How can I prove that $ \sum_{k=1}^{m} {{k+n} \choose {n+1}} = {{ m + n + 1 } \choose {n+2}} $?
I have managed to prove that $ \sum_{k=0}^{m} {{k+n} \choose {n}} = {{ m + n + 1 } \choose {n+1}} $
Although it seams intuitive that the second implies the first, I haven't been able to deal with the extra +1.
Thanks in advance
On
The given sum $$S=\sum_{k=1}^{n} {k+n \choose n+1}$$ is nothing but coefficient of $x^{n+1}$ in $$(1+x)^{n+1}+(1+x)^{n+2}+(1+x)^{n+3}+....+(1+x)^{n+m}$$ $$=(1+x)^{n+1} [1+(1+x)^1+(1+x)^2+(1+x)^3+...+(1+x)^{m-1}]$$ $$=(1+x)^{n+1}\left(\frac{(1+x)^{m}-1}{1+x-1}\right).$$ So S= coefficient of $x^{n+2}$ in $$ [(1+x)^{n+m+1}- (1+x)^{n+1}] ={n+m+1 \choose n+2}. $$
On
Here is a nice combinatorial approach:
Suppose we have to choose $(n+2)$ boys out of $(m+n+1)$ boys which obviously can be done in ${m+n+1} \choose {n+2}$ ways. Suppose all these boys are of different ages. Also note that each of these groups has a unique youngest memeber.

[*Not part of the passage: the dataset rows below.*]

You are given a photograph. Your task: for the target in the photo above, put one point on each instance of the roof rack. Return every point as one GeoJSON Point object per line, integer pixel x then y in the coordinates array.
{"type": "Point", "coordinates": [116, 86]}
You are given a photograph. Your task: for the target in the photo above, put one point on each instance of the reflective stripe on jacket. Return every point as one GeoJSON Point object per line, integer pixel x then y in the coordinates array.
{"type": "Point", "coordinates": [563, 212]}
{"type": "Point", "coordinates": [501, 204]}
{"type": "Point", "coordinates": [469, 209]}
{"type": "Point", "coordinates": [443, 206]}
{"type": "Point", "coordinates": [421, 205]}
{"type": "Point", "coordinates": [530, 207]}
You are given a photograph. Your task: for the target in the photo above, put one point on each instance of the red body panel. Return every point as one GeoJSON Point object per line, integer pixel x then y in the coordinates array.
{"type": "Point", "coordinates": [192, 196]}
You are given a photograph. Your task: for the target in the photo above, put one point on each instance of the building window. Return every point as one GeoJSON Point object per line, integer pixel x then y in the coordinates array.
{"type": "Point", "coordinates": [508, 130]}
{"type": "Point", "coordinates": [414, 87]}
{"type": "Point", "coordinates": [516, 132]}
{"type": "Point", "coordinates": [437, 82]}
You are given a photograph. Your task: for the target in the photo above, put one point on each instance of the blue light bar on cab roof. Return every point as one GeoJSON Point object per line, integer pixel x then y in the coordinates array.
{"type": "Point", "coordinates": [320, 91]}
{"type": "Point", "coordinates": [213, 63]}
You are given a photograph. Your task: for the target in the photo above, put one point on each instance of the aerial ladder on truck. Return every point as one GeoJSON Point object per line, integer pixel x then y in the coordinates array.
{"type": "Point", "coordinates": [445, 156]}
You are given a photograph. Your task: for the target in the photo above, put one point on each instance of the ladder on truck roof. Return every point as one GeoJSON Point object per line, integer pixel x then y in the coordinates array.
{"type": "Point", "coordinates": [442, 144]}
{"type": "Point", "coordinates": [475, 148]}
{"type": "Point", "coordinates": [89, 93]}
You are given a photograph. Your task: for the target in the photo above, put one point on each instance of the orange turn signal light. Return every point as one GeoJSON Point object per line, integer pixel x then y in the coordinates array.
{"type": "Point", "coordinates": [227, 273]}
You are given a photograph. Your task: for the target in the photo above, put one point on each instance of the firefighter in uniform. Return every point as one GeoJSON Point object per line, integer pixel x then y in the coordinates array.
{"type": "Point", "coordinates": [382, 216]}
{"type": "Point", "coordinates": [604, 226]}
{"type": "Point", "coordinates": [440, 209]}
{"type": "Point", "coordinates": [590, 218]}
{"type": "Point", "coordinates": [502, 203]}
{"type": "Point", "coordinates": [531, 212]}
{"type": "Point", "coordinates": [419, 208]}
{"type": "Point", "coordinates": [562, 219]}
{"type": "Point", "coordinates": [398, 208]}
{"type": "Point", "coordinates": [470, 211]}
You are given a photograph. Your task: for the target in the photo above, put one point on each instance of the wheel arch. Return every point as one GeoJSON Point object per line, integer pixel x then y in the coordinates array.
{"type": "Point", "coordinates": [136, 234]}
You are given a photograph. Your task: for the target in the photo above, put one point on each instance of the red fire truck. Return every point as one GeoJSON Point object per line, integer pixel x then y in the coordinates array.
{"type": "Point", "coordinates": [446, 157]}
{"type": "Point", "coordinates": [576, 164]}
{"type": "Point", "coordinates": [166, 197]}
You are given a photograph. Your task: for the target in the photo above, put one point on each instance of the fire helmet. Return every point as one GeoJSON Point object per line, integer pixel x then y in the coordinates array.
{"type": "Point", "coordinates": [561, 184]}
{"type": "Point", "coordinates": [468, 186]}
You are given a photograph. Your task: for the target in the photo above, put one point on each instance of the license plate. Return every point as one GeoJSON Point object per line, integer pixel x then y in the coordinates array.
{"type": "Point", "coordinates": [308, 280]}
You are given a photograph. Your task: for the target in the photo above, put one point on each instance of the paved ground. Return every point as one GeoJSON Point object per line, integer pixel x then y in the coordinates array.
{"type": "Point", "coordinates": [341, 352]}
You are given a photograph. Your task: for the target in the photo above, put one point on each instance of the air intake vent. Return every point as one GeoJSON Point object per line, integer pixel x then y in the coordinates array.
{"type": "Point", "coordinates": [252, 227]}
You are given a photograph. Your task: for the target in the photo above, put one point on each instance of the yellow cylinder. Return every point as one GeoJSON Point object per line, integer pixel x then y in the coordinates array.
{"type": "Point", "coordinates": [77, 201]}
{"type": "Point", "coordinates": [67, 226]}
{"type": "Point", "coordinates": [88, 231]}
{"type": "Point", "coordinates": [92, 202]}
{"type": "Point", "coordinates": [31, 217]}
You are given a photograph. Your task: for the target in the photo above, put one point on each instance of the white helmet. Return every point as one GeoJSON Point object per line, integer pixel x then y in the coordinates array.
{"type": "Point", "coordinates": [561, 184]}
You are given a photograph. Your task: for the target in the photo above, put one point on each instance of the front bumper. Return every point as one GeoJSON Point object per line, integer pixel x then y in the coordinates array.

Now , we are gonna do the same selection but in a different way. We first arrange the $(m+n+1)$ boys in ascending order of their ages. Then
we count the no of groups of boys which contain the youngest member, which can be done in ${m+n} \choose {n+1}$ ways(because the youngest boy has already been choosen and we have to choose $(n+1)$ more).
next, we count the no of groups of boys which contain the second-most youngest member, which can be done in ${m+n-1} \choose {n+1}$ ways( note that these groups can not contain the youngest member)
...
...
lastly we count the no of groups of boys which contain the $m$-th youngest memeber, which can be done in ${n+1} \choose {n+1}$ ways (note that we always have to choose atleast one member whose age is less than or equal to the $m$-th youngest member).
Now we sum up all the number of groups to get the final result. Thus we have proved-
$$ \sum_{k=1}^{m} {{k+n} \choose {n+1}} = {{ m + n + 1 } \choose {n+2}} $$
Note that $$\sum_{k=1}^{m} {{k+n} \choose {n+1}}=\sum_{k=1}^{m} {{k-1+n+1} \choose {n+1}}=\sum_{j=0}^{m-1} {{j+n+1} \choose {n+1}}={{ (m-1) + (n+1) + 1 } \choose {(n+1)+1}}$$ where at the last step we use the identity you have already proved.